SEC Commissioner Kara Stein Just Gave One Of The Best Speeches Ever By A SEC Commissioner


Yesterday, at Trader Forum in NYC, recently appointed SEC Commissioner Kara Stein gave one of the best speeches that we have ever read from a SEC Commissioner.   We at Themis Trading have been studying and commenting on market structure issues for years now and this one speech summarizes some of our biggest concerns.  While the speech doesn’t pretend to have all the answers, it does seem to ask all the right questions.  We’d like to share a few excerpts but we urge you to read the entire speech :

How do we make our markets fairer?  The answer often depends on whom you ask.  For retail customers, they receive confirmations that their orders have been filled within seconds.  What most of them don’t know is that their orders likely never went to a stock exchange.  Rather, the orders were probably sold by their broker to a sophisticated trader who paid for the privilege of taking the other side. 

These retail customers are ostensibly better off because they got a fraction of a penny in price improvement from the National Best Bid and Offer (“NBBO”) price.  But, is a fraction of a penny per share enough of a price improvement to be meaningful?  Does it matter if the price improvement is measured against a NBBO, which might be stale by the time the trade is executed?  Would retail investors actually be better off if their trades were routed to the public execution venues?  Would that improve the quality of their executions or the value of the NBBO for the entire marketplace?  Some individual transaction costs may be cheaper, but what about others?  What about implied transaction costs?

For institutional traders, the questions get even more complex.  Institutional traders seeking to keep their trading costs low now have to scan dozens of execution venues in search of liquidity, and are increasingly at the mercy of broker-provided, smart order routers to slice, dice, and feed out their orders into the marketplace.  Do these routers send orders to the venues that are most likely to get them filled?  Or do they send the orders to the venues that have the lowest cost for the broker, even if it might not get the order filled, or get the best price?  When will an institutional broker commit capital to take the other side of an order?  Will an institutional investor’s order be seen by third parties, who may trade ahead of it, or otherwise take advantage of that information?  How should a trader measure execution quality?

Unfortunately, these questions are difficult to answer, in large part, due to a lack of available comprehensive data.  The Consolidated Audit Trail (or “CAT”) is intended to help fill that void.  In the meantime, the Commission last fall unveiled the Market Information Data Analytics System (fondly known as “MIDAS”), which is intended to help answer some of these questions.  The MIDAS system captures vast amounts of market data from the consolidated tapes and proprietary data feeds, and has already been used to help study how odd lot trading transparency may impact their use.  MIDAS collects over one billion records a day, and can help the Commission and the public better understand trends and market events.

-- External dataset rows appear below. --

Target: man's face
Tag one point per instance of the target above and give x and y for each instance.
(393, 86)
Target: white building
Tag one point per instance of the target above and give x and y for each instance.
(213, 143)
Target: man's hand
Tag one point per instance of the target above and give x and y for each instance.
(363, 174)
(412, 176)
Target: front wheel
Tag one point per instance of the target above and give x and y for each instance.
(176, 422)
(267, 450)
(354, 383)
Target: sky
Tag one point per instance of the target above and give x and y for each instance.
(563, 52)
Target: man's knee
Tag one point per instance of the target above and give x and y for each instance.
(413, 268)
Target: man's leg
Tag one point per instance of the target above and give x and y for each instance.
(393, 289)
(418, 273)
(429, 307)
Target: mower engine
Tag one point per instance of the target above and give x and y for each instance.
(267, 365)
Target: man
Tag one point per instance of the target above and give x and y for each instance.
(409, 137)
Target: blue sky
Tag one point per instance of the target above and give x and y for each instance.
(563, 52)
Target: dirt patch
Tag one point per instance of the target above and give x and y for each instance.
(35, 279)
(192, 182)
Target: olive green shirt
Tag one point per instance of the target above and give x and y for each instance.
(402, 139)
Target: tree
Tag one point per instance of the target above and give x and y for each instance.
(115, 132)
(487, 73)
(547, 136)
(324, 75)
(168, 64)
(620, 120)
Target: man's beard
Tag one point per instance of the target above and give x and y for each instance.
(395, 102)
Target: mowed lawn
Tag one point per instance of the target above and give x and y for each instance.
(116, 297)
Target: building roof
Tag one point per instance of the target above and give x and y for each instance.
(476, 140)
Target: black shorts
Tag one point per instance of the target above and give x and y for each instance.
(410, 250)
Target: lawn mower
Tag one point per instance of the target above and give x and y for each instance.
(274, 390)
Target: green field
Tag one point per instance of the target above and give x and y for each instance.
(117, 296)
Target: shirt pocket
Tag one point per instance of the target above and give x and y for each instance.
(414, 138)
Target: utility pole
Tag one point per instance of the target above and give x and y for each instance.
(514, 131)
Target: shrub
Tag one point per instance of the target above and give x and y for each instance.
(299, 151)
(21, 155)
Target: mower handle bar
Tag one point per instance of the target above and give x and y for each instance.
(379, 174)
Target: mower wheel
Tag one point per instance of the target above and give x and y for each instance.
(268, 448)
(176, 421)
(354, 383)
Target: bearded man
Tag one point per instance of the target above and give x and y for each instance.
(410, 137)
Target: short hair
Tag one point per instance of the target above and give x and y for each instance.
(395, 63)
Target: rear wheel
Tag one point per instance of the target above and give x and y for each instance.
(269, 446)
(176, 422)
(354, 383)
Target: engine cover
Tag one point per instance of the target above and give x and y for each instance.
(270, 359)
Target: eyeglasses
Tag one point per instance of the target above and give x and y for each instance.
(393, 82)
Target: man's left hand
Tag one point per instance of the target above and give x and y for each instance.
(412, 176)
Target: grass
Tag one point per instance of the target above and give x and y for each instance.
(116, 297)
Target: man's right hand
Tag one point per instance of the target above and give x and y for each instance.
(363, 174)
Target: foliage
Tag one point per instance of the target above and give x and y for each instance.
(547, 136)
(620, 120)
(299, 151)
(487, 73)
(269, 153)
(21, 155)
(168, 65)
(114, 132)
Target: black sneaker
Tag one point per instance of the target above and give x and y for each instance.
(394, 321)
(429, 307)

But we need the deeper information that only the CAT will provide.  And we also need help in getting it up and running as soon as possible.  All market participants should be involved in helping to develop the CAT—it is not, nor should it be, the exclusive province of the Commission and the SROs.  And we must also move quickly.  Until regulators, buy-side traders, brokers, consultants, and the academic community can pore over the data, we simply don’t know what we’re missing. 

From a trader’s perspective, is it efficient to have to check dozens of pools of liquidity in order to execute a trade?  What are the costs and benefits of monitoring and accessing these multiple pools?  Does an institutional trader risk tipping off other market participants by just seeking to access these venues?  Finally, does the complexity unnecessarily increase traders’ reliance on brokerage firms or consultants? 

Again, good data and careful analysis is critical to answering these questions, which brings me back to the CAT.  We need to get it up and running as soon as possible.

As you may have guessed, I believe we should develop policy from the facts.  We should be gathering as much data as we can, and if we think an alternative approach should be considered, we should test and evaluate it.

For example, we should explore how the maker-taker pricing model impacts liquidity and execution quality.  Does the current rebate system incentivize or penalize investors?  I have heard from many investors, and even exchanges, who are worried about the incentives embedded in the current system, and if there are proposals to explore alternative approaches, we should consider them.  We should try to understand the various order types. Why would one exchange need 80-plus order types?  What is the purpose for each?  How do these order types interact with others, and how do they impact market liquidity and functioning?  We should be willing to re-examine the roles of these order types in the market. 

Some of you may be familiar with Kara Stein  and may even have met with her to discuss market structure issues.  After reading this speech, it is obvious to us that Commissioner Stein is ready to tackle the tough market structure issues that have been overhanging the equity market since Reg NMS was implemented in 2007.  We’re thrilled that she seems open-minded and has stated that she is willing to make modest reforms now.  While we were very happy with this speech, we’re sure that the status-quo, entrenched industry insiders must be very concerned.